The best part of the day was the look on my boss' face when I told him I had found another job.  He looked like someone had punched him in the throat.

And then I put in another 10-hour day, as usual, trying to plug up the holes left by absenteeism and incompetence.
View Article  Sweet!
Just another slow Sunday.  Today I faxed some consent forms to the HR of my soon-to-be-new-employer so they'd be waiting for them in the morning.  Had to download a new version of Mighty Fax since my old one was for Win98 and doesn't run on XP.



And tomorrow I get to tell my boss that I'm quitting.  Heh heh.
View Article  Stuff
Well, no gun show for me today.  I decided to stay home and be responsible.  Spent part of the morning mowing, and then the rest sleeping off the allergy dope I had to take as a result of mowing.

But first, I had to go buy a new gas can and get some gas.  My old gas can that I keep the mower fuel in has vanished from the face of the earth.  I'm sure it will never be seen in this sphere again.

Either that, or some intrepid burglar has braved the dogs, gone directly to the shed where I keep the gas can and taken the old gas can with about a pint of gas in it--but taken nothing else.  Furthermore, he would have had to ignore the other old gas can which contains the chainsaw fuel, which was sitting right next to it.

Dealing with disappearing things is something I've been cursed with my entire life.  And I'm talking about stuff just getting misplaced.  I'm talking about stuff just completely vanishing and never being seen again.

This is something that, for a little while, made my wife think I was a little nuts in the early days of our marriage.  Until the most dramatic disappearance:  an electric heater.  It was gone.  So one Saturday she watched as I systematically mapped and emptied every cubic foot of space inside our house to show her that that heater was no longer part of our reality.

What really happens?  Who knows?  I'm just glad that it's never been anything valuable, and I try not to think about it too much.
View Article  Finally
I feel a little cheerier today.  I finally got the call I've been waiting for.  I'm going to be starting a new job in two weeks.  It's not 100% official.  I still have to pass the physical, drug test and background check, but I don't see any problems with that.

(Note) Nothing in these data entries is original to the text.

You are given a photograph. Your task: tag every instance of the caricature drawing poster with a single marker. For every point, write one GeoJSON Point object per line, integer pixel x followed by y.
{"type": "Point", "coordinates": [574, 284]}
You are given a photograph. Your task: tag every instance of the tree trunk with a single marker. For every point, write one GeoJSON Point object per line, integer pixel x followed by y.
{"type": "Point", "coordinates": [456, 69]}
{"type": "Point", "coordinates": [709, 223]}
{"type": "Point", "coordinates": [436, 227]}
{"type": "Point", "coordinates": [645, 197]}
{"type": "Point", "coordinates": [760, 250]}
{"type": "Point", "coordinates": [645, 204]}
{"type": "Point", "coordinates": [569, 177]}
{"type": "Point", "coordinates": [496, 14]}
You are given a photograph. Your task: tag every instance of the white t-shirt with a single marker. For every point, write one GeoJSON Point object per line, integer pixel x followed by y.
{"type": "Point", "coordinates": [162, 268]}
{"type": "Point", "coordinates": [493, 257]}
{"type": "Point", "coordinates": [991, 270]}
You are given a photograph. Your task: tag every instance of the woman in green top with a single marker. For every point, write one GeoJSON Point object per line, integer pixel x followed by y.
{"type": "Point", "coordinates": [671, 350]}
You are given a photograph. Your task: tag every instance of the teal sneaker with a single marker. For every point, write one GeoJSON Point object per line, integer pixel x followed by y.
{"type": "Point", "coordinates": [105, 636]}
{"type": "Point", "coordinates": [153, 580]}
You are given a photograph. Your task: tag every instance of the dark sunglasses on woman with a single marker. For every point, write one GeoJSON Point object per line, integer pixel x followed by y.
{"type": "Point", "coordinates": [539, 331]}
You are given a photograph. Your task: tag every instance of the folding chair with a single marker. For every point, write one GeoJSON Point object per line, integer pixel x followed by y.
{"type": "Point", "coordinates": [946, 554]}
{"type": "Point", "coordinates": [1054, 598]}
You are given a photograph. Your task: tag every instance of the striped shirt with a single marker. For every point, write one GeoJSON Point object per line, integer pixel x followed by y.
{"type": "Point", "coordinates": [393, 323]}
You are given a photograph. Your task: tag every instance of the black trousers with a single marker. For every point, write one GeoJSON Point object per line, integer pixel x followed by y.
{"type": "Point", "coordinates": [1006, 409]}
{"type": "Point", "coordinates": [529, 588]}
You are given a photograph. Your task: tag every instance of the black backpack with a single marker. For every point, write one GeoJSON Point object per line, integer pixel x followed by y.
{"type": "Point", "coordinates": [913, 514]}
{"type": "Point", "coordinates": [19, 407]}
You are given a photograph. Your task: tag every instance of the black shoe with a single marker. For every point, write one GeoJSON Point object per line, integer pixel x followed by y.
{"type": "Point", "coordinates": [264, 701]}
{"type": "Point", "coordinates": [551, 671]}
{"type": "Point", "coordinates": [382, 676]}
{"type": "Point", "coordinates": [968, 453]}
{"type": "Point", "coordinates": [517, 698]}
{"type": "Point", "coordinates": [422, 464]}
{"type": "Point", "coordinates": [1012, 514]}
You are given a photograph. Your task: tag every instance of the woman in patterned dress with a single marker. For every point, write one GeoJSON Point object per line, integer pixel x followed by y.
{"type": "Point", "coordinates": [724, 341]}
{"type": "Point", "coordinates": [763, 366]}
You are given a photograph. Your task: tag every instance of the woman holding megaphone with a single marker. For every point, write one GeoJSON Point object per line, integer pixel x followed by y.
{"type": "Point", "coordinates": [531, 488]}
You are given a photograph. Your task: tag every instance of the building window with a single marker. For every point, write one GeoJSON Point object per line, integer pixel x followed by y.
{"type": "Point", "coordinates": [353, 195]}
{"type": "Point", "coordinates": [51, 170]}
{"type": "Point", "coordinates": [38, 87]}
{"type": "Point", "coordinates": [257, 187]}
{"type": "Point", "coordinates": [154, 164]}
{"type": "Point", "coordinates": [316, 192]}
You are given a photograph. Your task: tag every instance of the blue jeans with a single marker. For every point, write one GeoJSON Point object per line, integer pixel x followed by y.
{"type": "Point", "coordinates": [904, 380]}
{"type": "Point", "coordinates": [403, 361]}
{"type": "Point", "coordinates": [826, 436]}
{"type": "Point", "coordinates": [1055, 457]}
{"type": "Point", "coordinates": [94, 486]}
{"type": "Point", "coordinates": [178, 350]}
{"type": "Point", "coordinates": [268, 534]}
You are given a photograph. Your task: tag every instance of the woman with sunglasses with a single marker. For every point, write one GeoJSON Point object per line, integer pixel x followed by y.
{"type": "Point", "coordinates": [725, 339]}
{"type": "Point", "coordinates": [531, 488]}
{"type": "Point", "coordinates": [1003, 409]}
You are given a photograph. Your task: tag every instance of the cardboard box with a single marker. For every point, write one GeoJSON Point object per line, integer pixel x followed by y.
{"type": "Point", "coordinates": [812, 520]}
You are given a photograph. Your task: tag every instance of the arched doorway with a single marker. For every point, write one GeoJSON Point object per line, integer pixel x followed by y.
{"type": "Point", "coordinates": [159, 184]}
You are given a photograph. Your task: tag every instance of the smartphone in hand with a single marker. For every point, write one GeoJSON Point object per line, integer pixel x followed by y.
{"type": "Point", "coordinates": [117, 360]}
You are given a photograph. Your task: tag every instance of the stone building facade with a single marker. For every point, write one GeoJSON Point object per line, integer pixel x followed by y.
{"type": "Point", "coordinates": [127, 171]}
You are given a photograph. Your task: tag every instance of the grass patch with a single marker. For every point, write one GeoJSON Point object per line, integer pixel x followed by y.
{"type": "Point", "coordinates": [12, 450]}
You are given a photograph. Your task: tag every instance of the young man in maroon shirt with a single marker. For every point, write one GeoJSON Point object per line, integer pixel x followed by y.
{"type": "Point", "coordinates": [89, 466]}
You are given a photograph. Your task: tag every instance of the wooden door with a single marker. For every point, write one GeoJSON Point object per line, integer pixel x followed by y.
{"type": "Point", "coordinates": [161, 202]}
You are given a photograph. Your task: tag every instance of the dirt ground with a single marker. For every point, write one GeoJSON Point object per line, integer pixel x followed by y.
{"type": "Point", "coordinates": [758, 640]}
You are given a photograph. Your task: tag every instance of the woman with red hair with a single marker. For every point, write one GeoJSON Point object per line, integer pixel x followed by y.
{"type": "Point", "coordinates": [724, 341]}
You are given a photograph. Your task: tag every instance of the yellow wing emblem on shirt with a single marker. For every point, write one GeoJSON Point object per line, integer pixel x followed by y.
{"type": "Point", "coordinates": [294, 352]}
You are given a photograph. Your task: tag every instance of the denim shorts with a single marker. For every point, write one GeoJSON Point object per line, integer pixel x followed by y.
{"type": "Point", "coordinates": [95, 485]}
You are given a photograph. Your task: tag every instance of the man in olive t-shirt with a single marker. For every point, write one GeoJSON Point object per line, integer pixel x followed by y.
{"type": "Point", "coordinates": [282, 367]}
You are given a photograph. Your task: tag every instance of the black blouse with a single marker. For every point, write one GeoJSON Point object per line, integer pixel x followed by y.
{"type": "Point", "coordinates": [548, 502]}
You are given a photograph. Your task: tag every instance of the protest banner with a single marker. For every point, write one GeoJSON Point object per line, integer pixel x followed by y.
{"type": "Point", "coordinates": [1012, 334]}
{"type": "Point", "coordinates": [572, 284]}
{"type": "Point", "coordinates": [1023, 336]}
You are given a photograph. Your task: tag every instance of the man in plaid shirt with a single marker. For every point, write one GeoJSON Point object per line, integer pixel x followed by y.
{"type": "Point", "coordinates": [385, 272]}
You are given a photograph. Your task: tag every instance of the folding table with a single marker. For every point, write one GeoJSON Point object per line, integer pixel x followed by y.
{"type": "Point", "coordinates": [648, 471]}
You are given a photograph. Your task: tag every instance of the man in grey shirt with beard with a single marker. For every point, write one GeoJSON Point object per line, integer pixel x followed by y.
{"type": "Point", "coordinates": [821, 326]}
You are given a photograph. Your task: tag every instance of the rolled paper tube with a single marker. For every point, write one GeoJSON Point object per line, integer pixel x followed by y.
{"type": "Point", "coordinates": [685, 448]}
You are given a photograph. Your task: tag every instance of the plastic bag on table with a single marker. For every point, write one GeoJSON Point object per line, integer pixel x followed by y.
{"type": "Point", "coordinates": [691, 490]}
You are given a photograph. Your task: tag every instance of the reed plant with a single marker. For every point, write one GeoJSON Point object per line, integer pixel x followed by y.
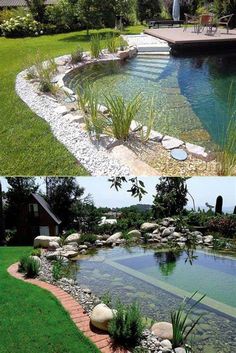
{"type": "Point", "coordinates": [226, 153]}
{"type": "Point", "coordinates": [111, 42]}
{"type": "Point", "coordinates": [122, 113]}
{"type": "Point", "coordinates": [180, 320]}
{"type": "Point", "coordinates": [95, 45]}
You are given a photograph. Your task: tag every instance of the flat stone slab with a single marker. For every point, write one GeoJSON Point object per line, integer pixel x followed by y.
{"type": "Point", "coordinates": [195, 149]}
{"type": "Point", "coordinates": [61, 109]}
{"type": "Point", "coordinates": [179, 154]}
{"type": "Point", "coordinates": [170, 143]}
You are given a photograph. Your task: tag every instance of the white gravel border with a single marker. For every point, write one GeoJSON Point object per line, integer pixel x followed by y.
{"type": "Point", "coordinates": [96, 159]}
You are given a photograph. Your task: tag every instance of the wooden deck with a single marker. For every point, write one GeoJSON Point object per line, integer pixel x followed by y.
{"type": "Point", "coordinates": [178, 38]}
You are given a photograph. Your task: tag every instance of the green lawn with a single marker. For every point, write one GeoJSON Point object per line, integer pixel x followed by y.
{"type": "Point", "coordinates": [27, 145]}
{"type": "Point", "coordinates": [31, 319]}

Now I'm more free to rant about my soon-to-be-ex-job.  But such a rant would be pretty pointless.  Suffice it to say that I will no longer have to tolerate being treated like CPS's red-headed b*st*rd stepchild.

And tomorrow is the gun show.  I've missed the last two or three, so I really should go to this one.  I might even take the XD40 along for trading fodder in case something appealing turns up.